For a student to learn, the instructor must also be engaged in the learning process. When an instructor is involved with their students’ learning, it encourages students to become more responsible for their own success (Goyak, 2020; Jackson, 2019; Sharoff, 2019).
We learned during the pandemic that we can’t simply take a face-to-face course and all its elements and turn it instantly into an online course. We all saw vividly that what works in one class format may not work in a different format. Those providing the instruction and those receiving the instruction must all interact together with the content of the course to advance learning at every stage.
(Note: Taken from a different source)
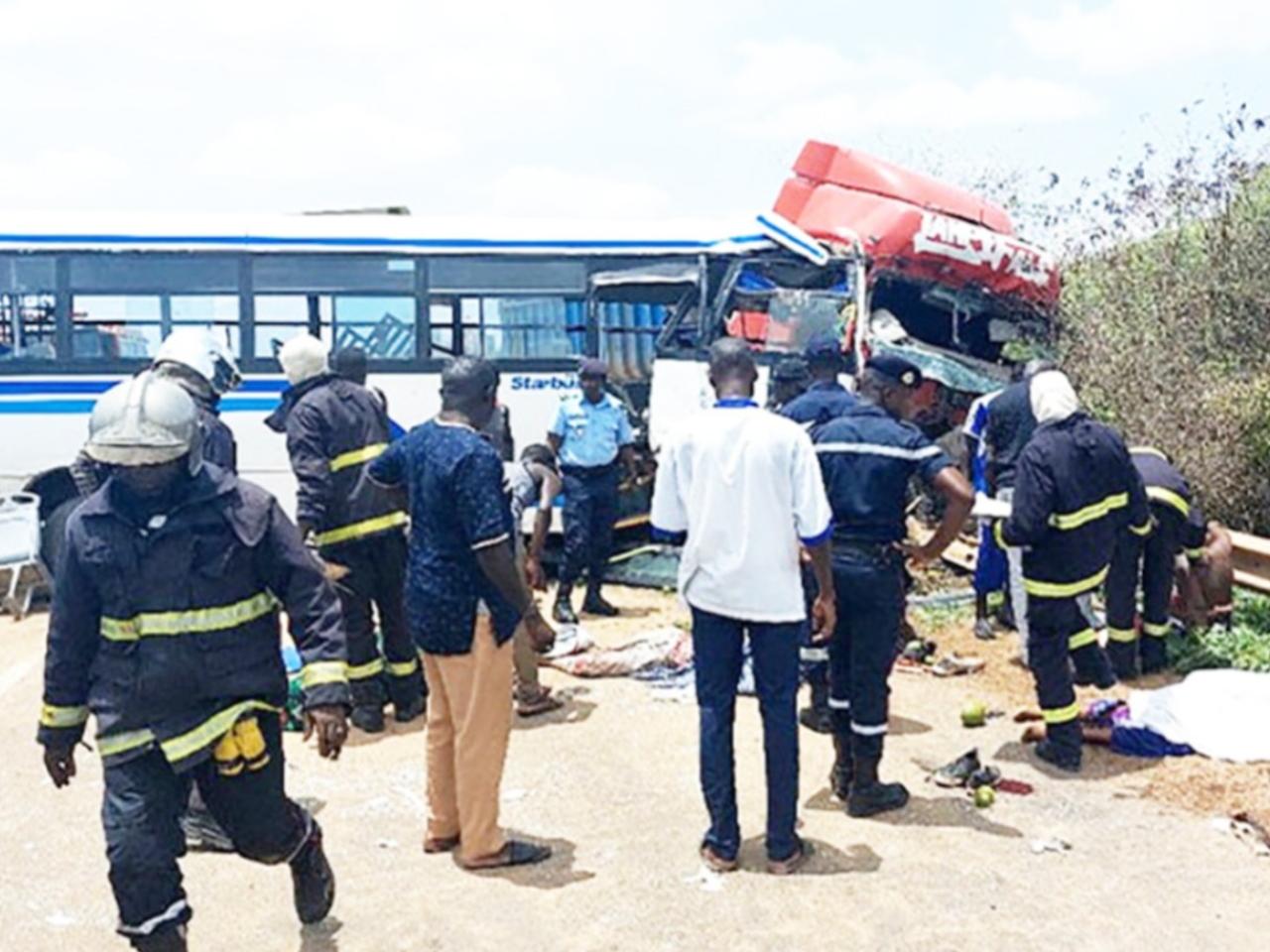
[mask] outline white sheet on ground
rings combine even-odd
[[[1195,671],[1179,684],[1129,694],[1133,726],[1219,760],[1270,760],[1270,674]]]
Tips to Share Responsibility for Learning with Students
- Show interest in each student as a person
- Assure your intent for each student to be successful in your course
- Include guidelines for behavior and model them
- Provide helpful feedback to each student or, when course enrollment is high, use group feedback
- Communicate often
- Use back-channel communication (e.g., texts or social media)
- Be accessible at hours when students are available (even when they may be less convenient)
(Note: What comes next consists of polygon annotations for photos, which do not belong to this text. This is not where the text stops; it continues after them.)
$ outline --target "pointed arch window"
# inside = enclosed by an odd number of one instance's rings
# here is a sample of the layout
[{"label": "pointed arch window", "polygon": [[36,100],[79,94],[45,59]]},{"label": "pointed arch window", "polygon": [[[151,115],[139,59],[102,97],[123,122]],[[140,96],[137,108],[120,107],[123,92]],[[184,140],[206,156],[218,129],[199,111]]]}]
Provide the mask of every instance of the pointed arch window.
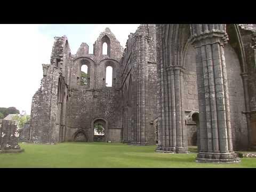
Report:
[{"label": "pointed arch window", "polygon": [[88,85],[88,66],[86,65],[83,65],[81,66],[81,85]]}]

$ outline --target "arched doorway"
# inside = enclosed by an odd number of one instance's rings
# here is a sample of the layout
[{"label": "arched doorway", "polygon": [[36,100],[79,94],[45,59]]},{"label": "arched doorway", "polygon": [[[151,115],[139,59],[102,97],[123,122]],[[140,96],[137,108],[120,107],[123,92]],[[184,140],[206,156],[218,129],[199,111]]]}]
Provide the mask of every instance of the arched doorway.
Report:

- Answer questions promptly
- Offer some choices within assignments
- Provide second chances for an assignment that didn’t meet the standard on the first try
Some Practices to Avoid
- Jumping right into course work without any introductions of participants
- Instead: Include an ice-breaker activity
- Piling up too many assignments that are due at the same time
- Instead: Distribute assignments evenly throughout the course
- Brief and unclear instructions
- Instead: Use “you will” language as you explain what to do
- Strict due dates with no flexibility
- Instead: Consider a time span rather than a specific date
- Penalties for lateness with no exceptions
- Instead: Consider an amnesty period for maybe one assignment
- High-stakes assignments
- Instead: Include low-stakes or moderate stakes assignments to build students’ skills and confidence
- Assignments without an explanation of their purpose
- Instead: Provide a “why you are doing this” explanation
- Not participating in discussion boards
- Instead: Get in the discussion to model responses and connect your experience with what they are learning
Fetzner, M. (2013). What do unsuccessful online students want us to know? Journal of Asynchronous Learning Networks, 17(1), 1-27.
Goyak. A.M. (2020, November 18). Five easy ideas to build bridges to your online learners.
Jackson, S.H. (2019). Student questions: A path to engagement and social presence in the classroom. Journal of Educators Online, 16(1)
Sharoff, L. (2019). Creative and innovative online teaching strategies: Facilitation for active participation. Journal of Educators Online, 16(2), 1-9.